Issue #42 - Revisiting Interlingua Neural Machine Translation
Introduction
Interlingua Neural MT (NMT) architecture treats the whole NMT system as separate independent blocks per language which can be combined to form a multilingual NMT system. With this architecture we can have a universal source language sentence representation which can be used to translate in any target language. This also enables translation among the languages present in the system even though the system is not specifically trained on that language pair, by way of introducing zero-shot translation.
Recently, Escolano et al. proposed an interlingua NMT architecture with the flexibility to add more languages incrementally, thus avoiding the need to train the whole system again when requiring a new language translation. We had a quick overview of this architecture in our issue #38 and we revisit it again in more detail here.
In Neural MT, an “encoder” is the part of the network that for a given input sentence produces a sentence representation. Analogously, a “decoder” is the part of the network that produces the tokens of the target sentence using the source sentence representation. In a typical NMT system the encoder and decoder are trained and optimized for a language pair instead of individual languages. The source representation is always dependent on the target language.
However, in the interlingua NMT architecture, the encoder and the decoder are considered as independent modules. We train each language in such a way that the representations obtained for that language are independent of the other. Therefore, we convert input text in an interlingua representation, which can later be used to translate into one or more other languages. Each language and module has its own weights independent from all the others present in the system. This independence between modules helps when adding new languages without training previously available languages in the system.
Autoencoder
Autoencoder consists of a generative model that is able to generate its own input. In interlingua NMT, autoencoder is trained to read the source sentence and generate or reconstruct the same. This is different from the usual encoder-decoder in neural MT where we train the system to encode the source and generate the target.Joint Training
Given two languages X and Y, the objective is to train independent encoders and decoders for each language. Therefore, we train two encoders Ex and Ey and two decoders Dx and Dy. The training schedule combines two tasks (auto-encoding and translation) and the two translation directions simultaneously by optimizing the following loss:
L = Lxx + Lyy + Lxy + Lyx + d
Where Lxx and Lyy correspond to the reconstruction losses of both language X and Y (autoencoder loss), Lxy and Lyx correspond to the loss measuring token generation of each decoder (translation loss). d corresponds to the distance metric between the representation computed by the encoders. The d forces the representations to be similar without sharing parameters while providing a measure of similarity between the generated spaces.
Adding a New Language
Since parameters are not shared between the independent encoders and decoders, the architecture enables adding new languages without the need to retrain the current languages in the system. Let’s say we have already trained X and Y and we want to add a new language Z. To do so, we require to have parallel data between Z and any language in the system. In this case, we need either Z−X or Z−Y parallel data.

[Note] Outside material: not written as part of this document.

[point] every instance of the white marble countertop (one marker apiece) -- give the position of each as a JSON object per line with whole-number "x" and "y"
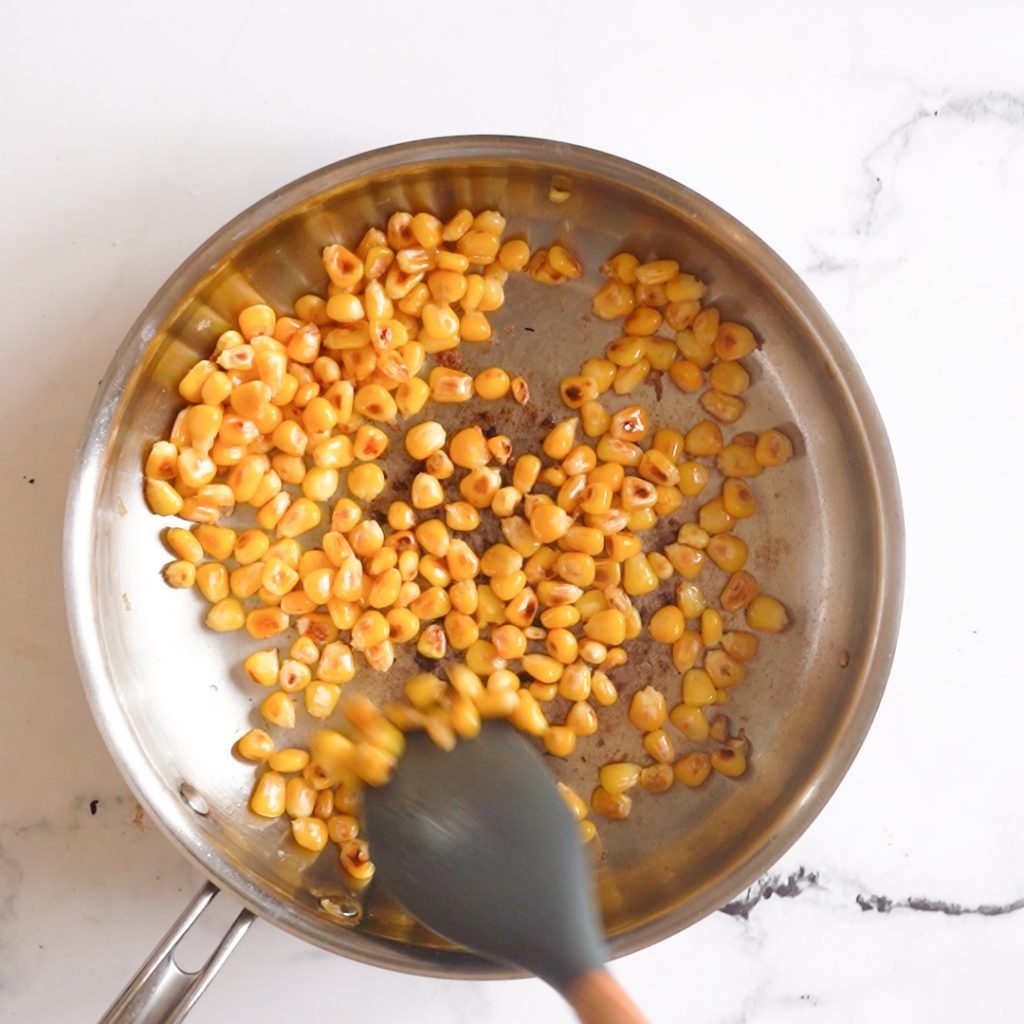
{"x": 878, "y": 146}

Let’s say we have Z-X parallel data. Then, we can set up a new bilingual system with language Z as source and language X as target. To ensure that the representation produced by this new pair is compatible with the previously jointly trained system, we use the previous language X decoder (Dx) as the decoder of the new Z-X system and we freeze it. During training, we only update the layers belonging to language Z. After successful training, we now have a new encoder (Ez) for language Z.
Introducing encoder Ez enables zero-shot translation for the language pair Z-Y. The system has not seen Z-Y parallel data, however we can translate from Z to Y by using the encoder Ez and decoder Dy which is already in the system.
The figure below illustrates this where we had language X and Y in the system and we introduced language Z encoder. This is different from Johnson et al. (2017) (covered in issue #6), where a special token denoting the desired target language is provided with the input source, thereby obtaining the source representation corresponding to the desired target language. However, here the source representation is independent of the target language. Furthermore, in Johnson et al. (2017) the system was trained simultaneously for all languages in the system instead of adding languages incrementally.
How does it perform?
The system obtained 12.56 and 14.82 BLEU points compared to 11.85 and 14.31 BLEU points by the baseline transformer model for English to Turkish and Turkish to English language pairs respectively. Therefore, a slight improvement (0.5+ BLEU) over the baseline for both language pairs.
In zero-shot setting, when comparing the performance of Kazakh-Turkish to a pivot transformer system which consists of translating from Kazakh to English and from English to Turkish, the system obtained 4.36 BLEU compared to 4.74 BLEU obtained by the pivot transformer system. Therefore, a slight decrease over the baseline in the zero-shot scenario.